[linuxjobs] Ubuntu / Canonical Hiring
Steve Hill
steve at nexus-networks.co.uk
Fri Mar 5 08:35:11 UTC 2021
Ar 05/03/21 08:10, ysgrifennodd Ralph Corderoy:
> Turning the question around, a London-based company wishes to recruit a
> bare-metal ARM programmer to work from home with no requirement to ever
> visit their London office. Should they advertise a salary which
> compensates for the skill required plus the weighting needed to exist
> in London? Or should they take the UK's mean or median living costs
> into account because why should they subsidise the employee's choice to
> live somewhere expensive? Or given their new recruit could live
> anywhere, do they have to assume he's in one of the California hotspots
> because he used to work for Apple? Do they state a core salary and say
> a weighting will be added based on the digital nomad's location this
> week?
Surely that depends on where they expect most of the talent they are
trying to recruit to live already?
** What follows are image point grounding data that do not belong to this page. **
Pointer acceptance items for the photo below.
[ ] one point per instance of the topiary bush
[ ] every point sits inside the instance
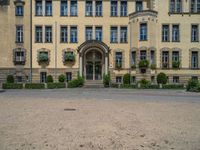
(162, 78)
(61, 78)
(49, 79)
(126, 79)
(10, 79)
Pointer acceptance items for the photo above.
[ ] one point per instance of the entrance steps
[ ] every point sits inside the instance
(93, 84)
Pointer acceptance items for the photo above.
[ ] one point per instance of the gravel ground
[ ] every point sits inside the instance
(99, 119)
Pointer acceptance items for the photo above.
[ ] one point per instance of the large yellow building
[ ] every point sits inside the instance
(96, 37)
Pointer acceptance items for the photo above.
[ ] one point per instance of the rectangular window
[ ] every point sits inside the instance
(114, 8)
(195, 33)
(48, 7)
(123, 34)
(143, 32)
(175, 33)
(98, 32)
(63, 34)
(165, 33)
(73, 34)
(38, 8)
(38, 34)
(19, 34)
(113, 35)
(194, 60)
(98, 8)
(63, 8)
(123, 8)
(48, 34)
(19, 10)
(88, 8)
(88, 33)
(138, 6)
(73, 8)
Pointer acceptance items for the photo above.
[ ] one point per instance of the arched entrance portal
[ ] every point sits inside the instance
(93, 59)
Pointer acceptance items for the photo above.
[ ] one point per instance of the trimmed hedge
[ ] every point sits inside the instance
(34, 86)
(56, 85)
(12, 86)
If they expect to be able to find
the talent they need in (say) Sheffield, why would they bother to
advertise London rates, whereas if they think they will struggle to find
suitable candidates outside of London they need to advertise London
rates (and pay the advertised rate, regardless of where the eventual
recruit lives)
Basically: lowering the salary reduces the size of your candidate pool.
So set it at a rate where you expect your candidate pool to be big
enough to meet your needs, irrespective of their location.
You'd probably expect the result of this calculation to be somewhere in
the middle - slightly high for outside London, slightly low for inside
London, which I think is a good thing because it slightly incentivises
people to move to cheaper areas, which in the long term probably reduces
the business's outgoings.
As I said before, I certainly don't think that organising any kind of
meeting in London is a good idea unless your clients are in London (or
possibly if you're expecting lots of attendees from overseas). For me,
going to an all day conference in London usually involves about 2 days
away from my normal work, expensive travel and 2 nights in a hotel,
whereas the same event almost anywhere else in England or Wales would be
a day trip. So I don't think "we need our offices in London because
that's best for the clients" really works for most businesses - it just
feels like an excuse made by people already in London to justify why
they are paying over the odds for both staff and office space.